The HSBC manufacturing PMI for September continues to contract, but at least it’s doing so at a slower pace. Taken together with the increase in the index of core industries, which rose 3.7% in August, the highest in nine months, the data could be interpreted as a troughing out of industrial growth; after all, factory output in July rose 4% month-on-month adjusted seasonally. Within IIP, manufacturing perked up 3% albeit helped by sharp spikes in a few items. The more optimistic will point to loan growth of 17-18% yoy growth over the last four fortnights compared with a more subdued 14-15% yoy increase before that. And Hero Motors has done well to report a 16% yoy jump in volumes while the 37% yoy jump in tractor sales at Mahindra and Mahindra reflects rural demand remains robust in September. Throw in the double-digit pick-up in exports for July and August, and some semblance of stability in the currency and it would seem like the revival is almost here. It may be premature, however, to be calling it a bottom.
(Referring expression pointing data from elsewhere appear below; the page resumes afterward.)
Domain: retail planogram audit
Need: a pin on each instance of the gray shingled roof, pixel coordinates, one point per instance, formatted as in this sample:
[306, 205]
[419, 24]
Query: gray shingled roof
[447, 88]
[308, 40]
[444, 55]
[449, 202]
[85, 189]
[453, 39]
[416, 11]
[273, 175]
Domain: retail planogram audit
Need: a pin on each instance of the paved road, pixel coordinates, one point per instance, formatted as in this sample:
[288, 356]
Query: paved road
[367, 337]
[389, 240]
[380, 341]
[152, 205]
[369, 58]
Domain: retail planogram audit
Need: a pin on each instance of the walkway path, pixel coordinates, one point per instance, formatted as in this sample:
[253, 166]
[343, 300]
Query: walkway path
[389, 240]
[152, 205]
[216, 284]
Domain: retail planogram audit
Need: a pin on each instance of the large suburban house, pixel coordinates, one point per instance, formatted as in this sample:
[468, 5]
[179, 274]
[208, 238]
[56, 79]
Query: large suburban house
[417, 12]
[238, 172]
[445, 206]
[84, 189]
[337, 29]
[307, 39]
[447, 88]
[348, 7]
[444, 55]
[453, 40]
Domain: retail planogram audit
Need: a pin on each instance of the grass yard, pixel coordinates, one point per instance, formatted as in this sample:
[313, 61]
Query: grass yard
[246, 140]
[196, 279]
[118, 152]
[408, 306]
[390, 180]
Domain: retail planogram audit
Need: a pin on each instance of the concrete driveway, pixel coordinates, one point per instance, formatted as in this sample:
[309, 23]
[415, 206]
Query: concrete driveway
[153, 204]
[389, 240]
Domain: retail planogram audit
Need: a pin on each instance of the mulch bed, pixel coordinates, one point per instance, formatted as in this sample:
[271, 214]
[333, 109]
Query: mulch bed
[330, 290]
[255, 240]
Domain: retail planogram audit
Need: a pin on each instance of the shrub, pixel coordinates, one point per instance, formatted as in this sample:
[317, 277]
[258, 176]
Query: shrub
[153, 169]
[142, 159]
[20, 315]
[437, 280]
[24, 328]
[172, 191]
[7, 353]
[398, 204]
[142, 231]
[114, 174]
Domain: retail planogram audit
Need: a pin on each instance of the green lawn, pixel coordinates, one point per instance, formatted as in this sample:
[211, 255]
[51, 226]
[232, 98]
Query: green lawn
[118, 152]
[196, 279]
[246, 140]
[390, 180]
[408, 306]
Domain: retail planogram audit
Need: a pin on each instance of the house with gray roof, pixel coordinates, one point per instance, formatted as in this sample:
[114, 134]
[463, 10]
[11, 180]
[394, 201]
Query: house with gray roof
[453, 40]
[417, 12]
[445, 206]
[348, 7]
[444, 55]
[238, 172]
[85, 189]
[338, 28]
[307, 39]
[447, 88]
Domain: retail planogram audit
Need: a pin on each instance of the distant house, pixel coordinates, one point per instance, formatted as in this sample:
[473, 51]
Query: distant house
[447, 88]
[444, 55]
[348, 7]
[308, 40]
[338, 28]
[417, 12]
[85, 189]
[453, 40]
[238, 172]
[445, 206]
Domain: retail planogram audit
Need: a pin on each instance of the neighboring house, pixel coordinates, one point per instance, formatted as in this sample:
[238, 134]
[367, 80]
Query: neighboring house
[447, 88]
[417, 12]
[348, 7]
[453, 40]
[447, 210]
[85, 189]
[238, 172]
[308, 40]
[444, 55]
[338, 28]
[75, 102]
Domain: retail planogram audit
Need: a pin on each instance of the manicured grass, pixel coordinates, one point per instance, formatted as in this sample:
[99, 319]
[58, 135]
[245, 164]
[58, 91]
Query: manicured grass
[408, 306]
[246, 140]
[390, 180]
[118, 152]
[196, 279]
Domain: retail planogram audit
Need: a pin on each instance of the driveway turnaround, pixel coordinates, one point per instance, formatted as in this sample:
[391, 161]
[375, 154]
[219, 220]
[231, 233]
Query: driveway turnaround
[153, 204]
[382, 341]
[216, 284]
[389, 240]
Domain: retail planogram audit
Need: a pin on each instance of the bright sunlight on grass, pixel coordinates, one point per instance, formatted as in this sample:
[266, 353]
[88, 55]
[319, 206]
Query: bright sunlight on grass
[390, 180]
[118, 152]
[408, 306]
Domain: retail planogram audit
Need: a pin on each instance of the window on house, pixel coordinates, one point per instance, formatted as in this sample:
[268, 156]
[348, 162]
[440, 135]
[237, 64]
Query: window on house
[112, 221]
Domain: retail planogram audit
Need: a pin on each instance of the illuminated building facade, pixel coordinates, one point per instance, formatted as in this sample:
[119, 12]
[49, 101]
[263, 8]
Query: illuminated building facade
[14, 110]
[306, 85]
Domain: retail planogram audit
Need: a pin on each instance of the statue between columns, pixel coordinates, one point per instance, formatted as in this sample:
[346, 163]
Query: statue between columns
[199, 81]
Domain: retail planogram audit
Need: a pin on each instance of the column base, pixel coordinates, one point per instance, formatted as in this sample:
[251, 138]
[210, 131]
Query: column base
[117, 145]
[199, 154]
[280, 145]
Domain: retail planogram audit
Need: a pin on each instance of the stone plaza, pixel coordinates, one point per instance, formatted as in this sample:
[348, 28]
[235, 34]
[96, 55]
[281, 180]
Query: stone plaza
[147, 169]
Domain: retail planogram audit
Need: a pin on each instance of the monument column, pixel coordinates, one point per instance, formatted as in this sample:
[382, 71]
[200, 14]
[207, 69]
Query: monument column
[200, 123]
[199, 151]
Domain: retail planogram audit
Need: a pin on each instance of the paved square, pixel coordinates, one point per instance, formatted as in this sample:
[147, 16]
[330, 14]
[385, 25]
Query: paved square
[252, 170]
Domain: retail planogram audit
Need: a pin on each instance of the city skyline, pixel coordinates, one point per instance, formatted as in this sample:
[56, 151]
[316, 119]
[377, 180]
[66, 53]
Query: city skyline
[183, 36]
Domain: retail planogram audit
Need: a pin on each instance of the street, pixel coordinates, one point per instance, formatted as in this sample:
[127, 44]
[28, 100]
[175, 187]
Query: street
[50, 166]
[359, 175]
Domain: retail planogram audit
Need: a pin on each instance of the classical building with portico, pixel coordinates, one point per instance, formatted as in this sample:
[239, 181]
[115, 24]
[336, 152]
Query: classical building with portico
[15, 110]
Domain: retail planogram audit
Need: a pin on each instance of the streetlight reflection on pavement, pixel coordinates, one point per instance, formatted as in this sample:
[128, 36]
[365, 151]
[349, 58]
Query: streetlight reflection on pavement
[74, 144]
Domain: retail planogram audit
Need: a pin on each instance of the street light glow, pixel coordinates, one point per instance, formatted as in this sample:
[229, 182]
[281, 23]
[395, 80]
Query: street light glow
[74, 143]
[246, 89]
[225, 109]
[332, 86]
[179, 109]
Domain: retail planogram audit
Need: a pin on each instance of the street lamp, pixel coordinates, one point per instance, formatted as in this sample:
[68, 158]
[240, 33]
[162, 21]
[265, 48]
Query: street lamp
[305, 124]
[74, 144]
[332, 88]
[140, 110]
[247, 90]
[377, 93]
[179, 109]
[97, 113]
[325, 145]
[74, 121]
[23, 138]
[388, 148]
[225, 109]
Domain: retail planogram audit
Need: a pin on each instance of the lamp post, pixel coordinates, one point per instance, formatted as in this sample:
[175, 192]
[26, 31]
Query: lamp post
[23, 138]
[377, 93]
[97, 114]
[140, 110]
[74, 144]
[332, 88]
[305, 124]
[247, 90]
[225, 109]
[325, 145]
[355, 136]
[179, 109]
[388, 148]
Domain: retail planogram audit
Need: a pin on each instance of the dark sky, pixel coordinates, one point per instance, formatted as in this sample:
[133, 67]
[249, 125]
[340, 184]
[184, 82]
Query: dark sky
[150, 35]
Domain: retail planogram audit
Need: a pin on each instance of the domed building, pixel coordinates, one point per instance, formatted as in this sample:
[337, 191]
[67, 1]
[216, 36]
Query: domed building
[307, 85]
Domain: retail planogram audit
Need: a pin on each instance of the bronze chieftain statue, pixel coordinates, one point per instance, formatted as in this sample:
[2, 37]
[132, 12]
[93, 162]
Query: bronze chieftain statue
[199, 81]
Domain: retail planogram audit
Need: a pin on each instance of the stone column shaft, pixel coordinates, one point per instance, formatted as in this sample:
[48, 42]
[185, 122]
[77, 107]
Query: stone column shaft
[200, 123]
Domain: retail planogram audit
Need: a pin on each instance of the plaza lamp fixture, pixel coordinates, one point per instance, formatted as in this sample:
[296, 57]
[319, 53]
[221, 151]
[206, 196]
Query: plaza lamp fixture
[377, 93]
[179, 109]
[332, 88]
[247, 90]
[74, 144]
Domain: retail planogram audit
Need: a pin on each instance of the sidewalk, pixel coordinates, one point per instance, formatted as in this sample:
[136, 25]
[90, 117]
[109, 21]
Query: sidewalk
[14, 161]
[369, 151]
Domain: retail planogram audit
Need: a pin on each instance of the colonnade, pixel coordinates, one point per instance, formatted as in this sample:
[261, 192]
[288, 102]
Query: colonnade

For one, sales of commercial vehicles remain severely depressed—at Tata Motors CV volumes for September fell a sharp 31% yoy with M&HCVs crashing 42%—indicating that the economy is not quite out of the woods. Bankers aren’t talking of any pick-up in the demand for project finance which means the capex cycle isn’t turning and if more working capital is being disbursed it’s simply because the sharp rise in the cost of money has pushed borrowers out of the bond and CP markets. Indeed, given how over-leveraged companies are, especially in the infrastructure space, there’s little chance of investments picking up in the near term. As for consumer demand, which has been tapering off, the continuing double digit rise in the CPI, will pressure household spends—consumer durables contracted for the eighth consecutive month in July. The silver lining is the good monsoon which should leave rural incomes strong providing some succour to the economy.